Is a bijective function always invertible? I know that in order for a function to be invertible, it must be bijective, but does that mean that all bijective functions are invertible?
 A: A function is invertible if and only if it is injective (one-to-one, or "passes the horizontal line test" in the parlance of precalculus classes).  A bijective function is both injective and surjective, thus it is (at the very least) injective.  Hence every bijection is invertible.
As pointed out by M. Winter, the converse is not true.  For example, the function $f : \mathbb{R} \to \mathbb{R}$ defined by $f(x) = x + \lfloor x \rfloor$ is injective (and therefore invertible), but not surjective.
The graph of $f$.
A: I don't think "invertible" is a formal term with a precise definition.
Most texts take it to by synonymous with "injective" so: bijective = injective & surjective $\implies$ injective = invertible.  But invertible = injective $\not \implies$ injective & surjective = bijective.

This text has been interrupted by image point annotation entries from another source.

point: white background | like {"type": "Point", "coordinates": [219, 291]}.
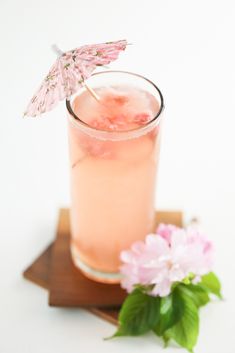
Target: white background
{"type": "Point", "coordinates": [187, 48]}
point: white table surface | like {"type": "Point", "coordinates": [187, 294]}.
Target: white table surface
{"type": "Point", "coordinates": [187, 48]}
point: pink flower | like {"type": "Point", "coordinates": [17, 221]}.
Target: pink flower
{"type": "Point", "coordinates": [164, 258]}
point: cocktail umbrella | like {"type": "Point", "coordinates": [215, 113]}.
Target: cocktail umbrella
{"type": "Point", "coordinates": [69, 73]}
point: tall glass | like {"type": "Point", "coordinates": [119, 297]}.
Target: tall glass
{"type": "Point", "coordinates": [113, 176]}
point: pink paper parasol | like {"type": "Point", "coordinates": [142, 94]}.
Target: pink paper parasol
{"type": "Point", "coordinates": [69, 73]}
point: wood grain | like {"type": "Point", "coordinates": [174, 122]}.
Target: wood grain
{"type": "Point", "coordinates": [54, 270]}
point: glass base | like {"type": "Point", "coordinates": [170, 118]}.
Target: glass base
{"type": "Point", "coordinates": [91, 273]}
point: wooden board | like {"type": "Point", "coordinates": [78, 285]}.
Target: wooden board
{"type": "Point", "coordinates": [55, 271]}
{"type": "Point", "coordinates": [38, 272]}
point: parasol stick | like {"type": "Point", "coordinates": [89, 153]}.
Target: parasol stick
{"type": "Point", "coordinates": [59, 52]}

But some texts take it to be synonymous with "bijective".
The main idea is that for $f:A\to B$ to be "invertible" then for any $y \in B$ the set of all $\{x_i\} \subset A$ such that $f(x_i) = y$ should be "invertible" that is there should only be one such, not multiple, $x$ so that $f(x) = y$. 
[ The set  $\{x_i| x\in A, f(x_i) = y\}$ is denoted $f^{-1}(y)$.  In general this is a multivalued set.  But it could be an emptyset.  Or a single valued set.  If it's a single valued set for all $y \in {f(x)|x \in A} = f(A)$, then we can say that $f^{-1}(x)$ is a well-defined function $f^{-1}:f(A) \rightarrow A$.]

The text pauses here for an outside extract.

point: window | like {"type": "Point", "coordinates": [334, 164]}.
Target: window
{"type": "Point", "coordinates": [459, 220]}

That is the very definition of "$f$ is injective".  So no matter how we define "invertible" is must imply that $f$ is injective. 
On the other hand it's ambiguous whether it's possible that there are no $x\in X$ so that $f(x) = y$.  (In other words $y \in B$ but $y \not \in f(A)$; or in other words $f^{1}(y) =\emptyset$.)  It could be argued it's not invertible if $f^{-1}(x) = \emptyset$ rather than a single element.  Or it could be argued that it doesn't matter and we are only interested in $y \in f(A)$.
At any rate "invertible means that for all $y \in f(A)$ then $f^{-1}(y)$ is a single element; not a multiple valued set.  In other words "invertible" $\implies$ "injective".   
A: Yes. For every bijective function $f$ there is a unique function $f^{-1}$ so that $f(f^{-1}(x))=f^{-1}(f(x))=x$, or in other words: $f\circ f^{-1}=f^{-1}\circ f=\mathrm{id}$. Note that this is not hundred percent precise. For this we have to state the domain and codomain of all involved functions and have to be careful to state which set $x$ belongs to.
However, your initial statement is wrong. There are invertible functions that are not bijective, e.g. $\exp:\Bbb R\to\Bbb R$, which fails to be surjective (hence not bijective).